Auenwald / Jieyang. Polytechnik bietet Verbrennungsanlagen an, die aus Holzabfällen Energie gewinnen. In Europa werden die nachhaltigen Biomasse-Anlagen bereits von vielen Kommunen, wie von den Stadtwerken in Bielefeld und Oberhausen, zur Erzeugung von Nah- und Fernwärme eingesetzt sowie von namhaften Unternehmen zur Erzeugung von Prozesswärme. In China ist Kohle immer noch die Hauptenergiequelle. Neue Gesetze sollen deren Nutzung einschränken und den Einsatz erneuerbarer Energien fördern. Aber die Realität hinkt noch hinterher. „Die Umsetzung der Pläne hakt. Auch das Bewusstsein dafür ist noch nicht da. Die haben jahrelang auf billige Kohle gesetzt. Ein Umdenken erfordert viel Überzeugungsarbeit“, sagt Sanzenbacher. Und darin ist er richtig gut.

„Als uns in Jieyang das Energiekonzept vorgestellt wurde, dachte ich, das kann doch nicht wahr sein. Die nennen sich „Eco City“, holen aber ihre Energie aus Kohleanlagen“, berichtet er. Der Verfahrenstechniker wittert seine Chance und stellt einer Tochtergesellschaft der Zhong De Metal Group, dem Initiator und Hauptfinanzierer der Metal Eco City, ein Alternativkonzept vor, das auf Holzabfälle setzt. „Erst wurde mir gesagt, man hätte keine Biomasse für so eine Anlage. Auf mein Nachbohren kam dann aber raus, dass etliche Tausend Tonnen im Jahr allein aus dem Straßenbeschnitt anfallen. Die wurden einfach weggeschmissen“, sagt Sanzenbacher. In vielen darauffolgenden Gesprächen und Verhandlungen konnte der Ingenieur mit seinem Konzept zur Umrüstung auf eine Bioenergieanlage von Polytechnik überzeugen, die einen wesentlichen Teil des Wärmebedarfs in der Metal Eco City abdecken soll. Zurzeit wird der Wärmebedarf ermittelt, anschließend werden die Genehmigungsunterlagen eingereicht. 2018 soll die Anlage in Betrieb gehen.

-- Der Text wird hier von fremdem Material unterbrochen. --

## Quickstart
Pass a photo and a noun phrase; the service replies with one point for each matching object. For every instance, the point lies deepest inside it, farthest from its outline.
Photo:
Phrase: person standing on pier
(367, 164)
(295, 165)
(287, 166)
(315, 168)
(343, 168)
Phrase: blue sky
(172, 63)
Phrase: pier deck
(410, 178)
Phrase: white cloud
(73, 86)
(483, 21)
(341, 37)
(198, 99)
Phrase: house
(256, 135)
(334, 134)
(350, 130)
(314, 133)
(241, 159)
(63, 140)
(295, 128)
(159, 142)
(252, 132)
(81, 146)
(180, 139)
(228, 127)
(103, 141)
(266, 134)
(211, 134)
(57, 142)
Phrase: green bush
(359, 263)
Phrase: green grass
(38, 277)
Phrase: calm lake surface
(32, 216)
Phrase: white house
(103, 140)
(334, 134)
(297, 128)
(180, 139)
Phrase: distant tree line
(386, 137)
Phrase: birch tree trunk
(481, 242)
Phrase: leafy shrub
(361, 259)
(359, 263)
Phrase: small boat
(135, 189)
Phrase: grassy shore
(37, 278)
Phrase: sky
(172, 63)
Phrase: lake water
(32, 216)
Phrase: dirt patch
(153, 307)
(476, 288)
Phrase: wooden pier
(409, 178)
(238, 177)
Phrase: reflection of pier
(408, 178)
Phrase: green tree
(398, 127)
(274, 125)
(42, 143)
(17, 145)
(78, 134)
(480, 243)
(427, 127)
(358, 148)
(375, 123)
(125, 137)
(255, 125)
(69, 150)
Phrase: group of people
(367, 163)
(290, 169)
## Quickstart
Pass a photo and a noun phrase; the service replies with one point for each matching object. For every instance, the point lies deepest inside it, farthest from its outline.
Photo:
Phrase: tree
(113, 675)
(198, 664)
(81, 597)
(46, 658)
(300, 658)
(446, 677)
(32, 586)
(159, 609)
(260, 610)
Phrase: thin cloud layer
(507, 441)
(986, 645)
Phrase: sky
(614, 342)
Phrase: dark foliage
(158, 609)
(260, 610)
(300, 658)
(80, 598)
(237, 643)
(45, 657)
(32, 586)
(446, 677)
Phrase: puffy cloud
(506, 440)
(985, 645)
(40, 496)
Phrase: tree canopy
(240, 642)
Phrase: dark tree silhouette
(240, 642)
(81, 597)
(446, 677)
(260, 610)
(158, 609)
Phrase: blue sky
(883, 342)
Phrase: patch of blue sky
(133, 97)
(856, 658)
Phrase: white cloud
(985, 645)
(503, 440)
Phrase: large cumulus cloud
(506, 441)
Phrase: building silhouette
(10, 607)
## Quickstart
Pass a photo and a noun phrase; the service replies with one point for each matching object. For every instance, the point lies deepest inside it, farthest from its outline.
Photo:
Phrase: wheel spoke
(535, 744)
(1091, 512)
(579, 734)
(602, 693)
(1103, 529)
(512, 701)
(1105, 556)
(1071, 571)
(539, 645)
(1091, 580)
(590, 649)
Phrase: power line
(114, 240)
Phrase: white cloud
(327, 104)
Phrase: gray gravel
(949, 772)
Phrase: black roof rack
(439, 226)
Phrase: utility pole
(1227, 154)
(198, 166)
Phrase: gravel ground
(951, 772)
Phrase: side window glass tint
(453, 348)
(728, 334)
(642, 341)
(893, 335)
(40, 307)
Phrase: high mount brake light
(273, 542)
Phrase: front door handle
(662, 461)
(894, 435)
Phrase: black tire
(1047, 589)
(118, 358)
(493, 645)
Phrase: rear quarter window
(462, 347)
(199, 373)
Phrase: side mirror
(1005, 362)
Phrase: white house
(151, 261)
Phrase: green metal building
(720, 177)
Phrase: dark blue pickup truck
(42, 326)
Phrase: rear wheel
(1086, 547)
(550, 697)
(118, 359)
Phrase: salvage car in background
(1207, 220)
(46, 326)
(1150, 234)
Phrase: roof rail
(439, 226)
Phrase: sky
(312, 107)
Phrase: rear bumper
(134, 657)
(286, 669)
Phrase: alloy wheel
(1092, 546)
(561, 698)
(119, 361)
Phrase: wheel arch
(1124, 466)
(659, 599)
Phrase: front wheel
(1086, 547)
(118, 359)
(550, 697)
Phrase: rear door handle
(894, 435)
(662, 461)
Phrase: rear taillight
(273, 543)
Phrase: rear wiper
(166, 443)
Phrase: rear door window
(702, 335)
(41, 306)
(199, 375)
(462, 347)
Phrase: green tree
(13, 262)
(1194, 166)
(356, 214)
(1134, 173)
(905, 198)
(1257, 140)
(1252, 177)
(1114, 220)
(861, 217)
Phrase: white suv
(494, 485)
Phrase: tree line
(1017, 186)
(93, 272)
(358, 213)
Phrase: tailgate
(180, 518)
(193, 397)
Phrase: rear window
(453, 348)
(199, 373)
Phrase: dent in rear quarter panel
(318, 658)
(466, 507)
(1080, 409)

Der Kontakt entwickelte sich so erfolgreich, dass die Polytechnik gleich noch ein weiteres Projekt mit den neuen Partnern gestartet hat: den Aufbau einer Produktionsstätte zur Herstellung von Anlagekomponenten. Das Joint Venture wurde Anfang Oktober 2016 unterzeichnet. Die Produktion soll ab August 2017 in der Eco City an den Start gehen. Biomasse statt Kohle, so könnte es dank des Joint Ventures schon bald in weiteren chinesischen Regionen heißen. Um weitere Aufklärungsarbeit zu leisten, hat sich Sanzenbacher auf einen „Road-Trip“ durch die chinesischen Provinzen begeben. Das Brennverhalten von Kohle, an das das Land gewöhnt sei, sei ein ganz anderes, als das von Biomasse, sagt er. Er müsse vielerorts erklären, wie alternative Verbrennungsanlagen funktionieren und Vertrauen aufbauen. „Wir blicken in Europa auf eine jahrzehntelange Erfahrung mit erneuerbaren Energien zurück, die Polytechnik hat 2015 ihr 50-jähriges Jubiläum gefeiert“, sagt Sanzenbacher.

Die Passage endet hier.